All year I have waited for things to happen, and now that they are happening, I have a soft hesitation in my heart. I sit by myself, paralysed, with the suitcase still unpacked, the piles of clothes surrounding it like an audience around a stage. I know I will get off this chair and do it eventually. But if it were truly up to me, I would stay in the same place forever despite my deep wish for continual change. I am glad that is not the case, though, that it is not entirely up to me, no.
We like to pretend we are in charge of what happens to us. But I would not blame the match for lighting a forest on fire. Many words for it, I believe: fate, god, the universe, or (dumb) luck. But then, people are no matches. They are free agents, free to choose from the limited choices placed before them, but choices nonetheless.
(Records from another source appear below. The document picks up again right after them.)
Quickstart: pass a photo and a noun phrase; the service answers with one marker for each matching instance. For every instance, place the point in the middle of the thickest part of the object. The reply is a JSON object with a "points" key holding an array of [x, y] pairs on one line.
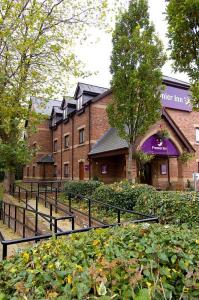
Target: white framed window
{"points": [[79, 103], [197, 135], [66, 170]]}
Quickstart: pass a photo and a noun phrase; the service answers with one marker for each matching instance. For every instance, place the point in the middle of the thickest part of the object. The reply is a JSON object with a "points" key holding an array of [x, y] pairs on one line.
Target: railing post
{"points": [[24, 223], [4, 255], [89, 213], [9, 215], [56, 200], [13, 189], [31, 189], [118, 216], [73, 223], [38, 187], [45, 194], [36, 216], [19, 193], [69, 202], [51, 213], [4, 207], [26, 199], [15, 228], [55, 225]]}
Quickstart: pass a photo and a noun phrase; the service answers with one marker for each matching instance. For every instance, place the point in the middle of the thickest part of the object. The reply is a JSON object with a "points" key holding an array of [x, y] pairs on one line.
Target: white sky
{"points": [[96, 56]]}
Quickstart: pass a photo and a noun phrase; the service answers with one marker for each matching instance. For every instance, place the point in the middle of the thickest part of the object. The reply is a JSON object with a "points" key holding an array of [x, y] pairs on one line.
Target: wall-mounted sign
{"points": [[86, 167], [104, 169], [176, 98], [163, 169], [157, 146]]}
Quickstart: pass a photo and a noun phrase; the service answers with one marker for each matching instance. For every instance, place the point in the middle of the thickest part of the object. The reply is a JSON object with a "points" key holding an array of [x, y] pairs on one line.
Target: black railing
{"points": [[6, 243], [42, 194], [53, 221], [118, 210]]}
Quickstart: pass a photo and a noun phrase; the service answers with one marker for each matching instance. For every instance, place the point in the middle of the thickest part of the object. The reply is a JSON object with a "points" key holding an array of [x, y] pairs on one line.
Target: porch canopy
{"points": [[158, 146]]}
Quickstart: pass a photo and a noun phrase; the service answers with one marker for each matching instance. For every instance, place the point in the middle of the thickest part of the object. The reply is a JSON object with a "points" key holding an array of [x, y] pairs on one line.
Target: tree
{"points": [[136, 62], [183, 34], [36, 53]]}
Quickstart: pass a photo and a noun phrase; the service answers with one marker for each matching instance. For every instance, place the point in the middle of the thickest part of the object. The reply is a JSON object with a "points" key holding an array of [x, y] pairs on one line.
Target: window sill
{"points": [[82, 144]]}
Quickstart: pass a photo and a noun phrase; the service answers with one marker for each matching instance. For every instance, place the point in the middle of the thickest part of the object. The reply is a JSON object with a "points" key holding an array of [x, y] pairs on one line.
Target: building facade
{"points": [[76, 142]]}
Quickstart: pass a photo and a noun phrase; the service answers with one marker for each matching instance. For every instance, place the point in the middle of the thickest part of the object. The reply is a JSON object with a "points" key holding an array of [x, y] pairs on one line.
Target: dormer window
{"points": [[79, 103], [65, 114]]}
Now, what the choices are, and what limits them is a series of questions, a train of thought which leads nowhere. But I know I am still free to choose where my life goes. It is not up to us if we can do everything in this life, but we can all do something.
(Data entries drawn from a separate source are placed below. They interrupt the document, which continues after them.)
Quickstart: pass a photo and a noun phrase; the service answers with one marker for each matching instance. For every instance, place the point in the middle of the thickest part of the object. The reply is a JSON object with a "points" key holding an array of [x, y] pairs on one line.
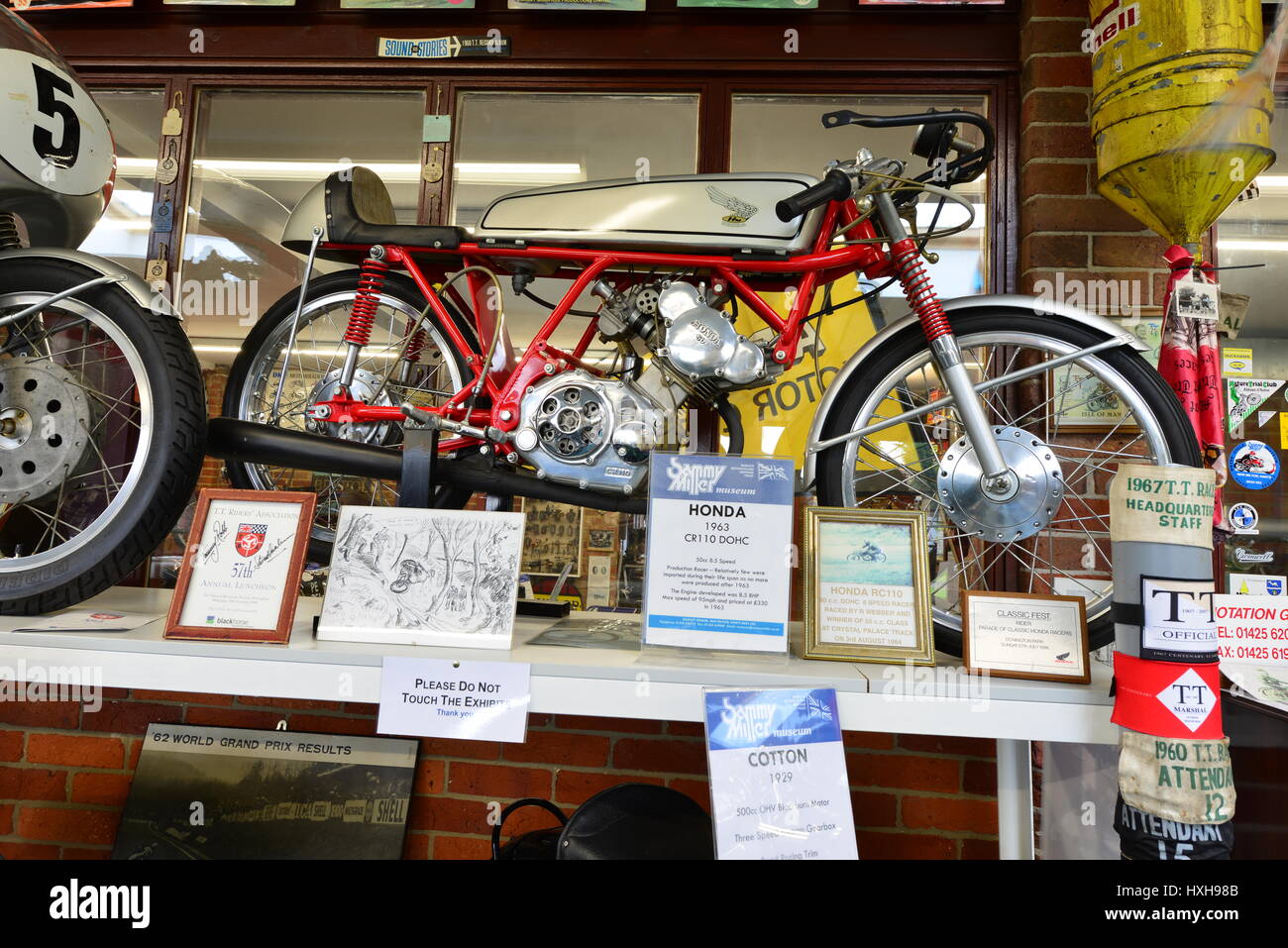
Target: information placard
{"points": [[719, 541], [778, 782]]}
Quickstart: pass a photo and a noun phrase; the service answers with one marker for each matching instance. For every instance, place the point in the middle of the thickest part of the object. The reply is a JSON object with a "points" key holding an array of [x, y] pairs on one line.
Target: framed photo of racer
{"points": [[867, 595], [240, 576]]}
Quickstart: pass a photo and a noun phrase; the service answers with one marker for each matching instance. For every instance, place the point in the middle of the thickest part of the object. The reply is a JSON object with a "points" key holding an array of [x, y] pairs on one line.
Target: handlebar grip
{"points": [[835, 187]]}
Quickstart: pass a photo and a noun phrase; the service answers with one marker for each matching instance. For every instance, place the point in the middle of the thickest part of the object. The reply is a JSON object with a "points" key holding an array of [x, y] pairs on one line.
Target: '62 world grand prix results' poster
{"points": [[717, 569]]}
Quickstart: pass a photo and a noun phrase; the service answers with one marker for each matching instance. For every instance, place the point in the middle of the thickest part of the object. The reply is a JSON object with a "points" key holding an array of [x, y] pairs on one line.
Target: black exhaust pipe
{"points": [[250, 442]]}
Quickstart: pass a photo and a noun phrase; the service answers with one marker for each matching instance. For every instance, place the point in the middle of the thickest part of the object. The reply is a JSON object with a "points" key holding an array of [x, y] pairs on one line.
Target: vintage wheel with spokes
{"points": [[1059, 434], [312, 371], [102, 433]]}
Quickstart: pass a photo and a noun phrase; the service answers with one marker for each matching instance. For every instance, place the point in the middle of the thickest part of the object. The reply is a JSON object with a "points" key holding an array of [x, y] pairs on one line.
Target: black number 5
{"points": [[64, 154]]}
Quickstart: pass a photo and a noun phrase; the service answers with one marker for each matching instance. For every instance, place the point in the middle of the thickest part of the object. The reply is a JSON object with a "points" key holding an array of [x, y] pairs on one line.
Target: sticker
{"points": [[1244, 395], [1244, 518], [1235, 361], [1177, 622], [1254, 584], [1142, 836], [1253, 466], [1162, 505], [1167, 698], [1186, 781]]}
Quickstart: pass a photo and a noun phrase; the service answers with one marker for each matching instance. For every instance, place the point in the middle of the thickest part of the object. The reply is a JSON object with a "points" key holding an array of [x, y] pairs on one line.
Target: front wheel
{"points": [[1059, 432]]}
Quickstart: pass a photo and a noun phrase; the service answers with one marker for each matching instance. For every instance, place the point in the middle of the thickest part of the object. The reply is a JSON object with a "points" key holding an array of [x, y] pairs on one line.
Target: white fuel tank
{"points": [[717, 213]]}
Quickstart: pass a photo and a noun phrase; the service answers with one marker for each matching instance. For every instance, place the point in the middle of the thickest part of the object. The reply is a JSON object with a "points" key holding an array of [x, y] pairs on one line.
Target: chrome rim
{"points": [[1056, 527], [314, 365], [78, 416]]}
In many ways, this life has been a blessing. Thoughts I had when I was a child, and dreams I had more than a decade ago, are now coming to fruition; many have already become part and parcel of the life I live. What else can you ask for? In about five days, I will be in a city I have wished to see for more years than I can remember.
Bah, all this hullabaloo to inspire myself to get up and pack a suitcase. The hyperbole of the writerly life is not washed over me. We make things larger than they are and pretend to know a thing or two while we go about our lives like a bunch of Bumbling Smees, barely managing to be a people. So many in history we consider great could have just been regular Joes simply blowing things out of proportion, waiting for a paycheck or procrastinating. Genius could very well be a mere slide on the microscope of time.
Perhaps, it is about disconnecting. Surely, they had to be cut from a different cloth; we tell ourselves to save ourselves from the burden of knowing that we, too, could achieve unimaginable things.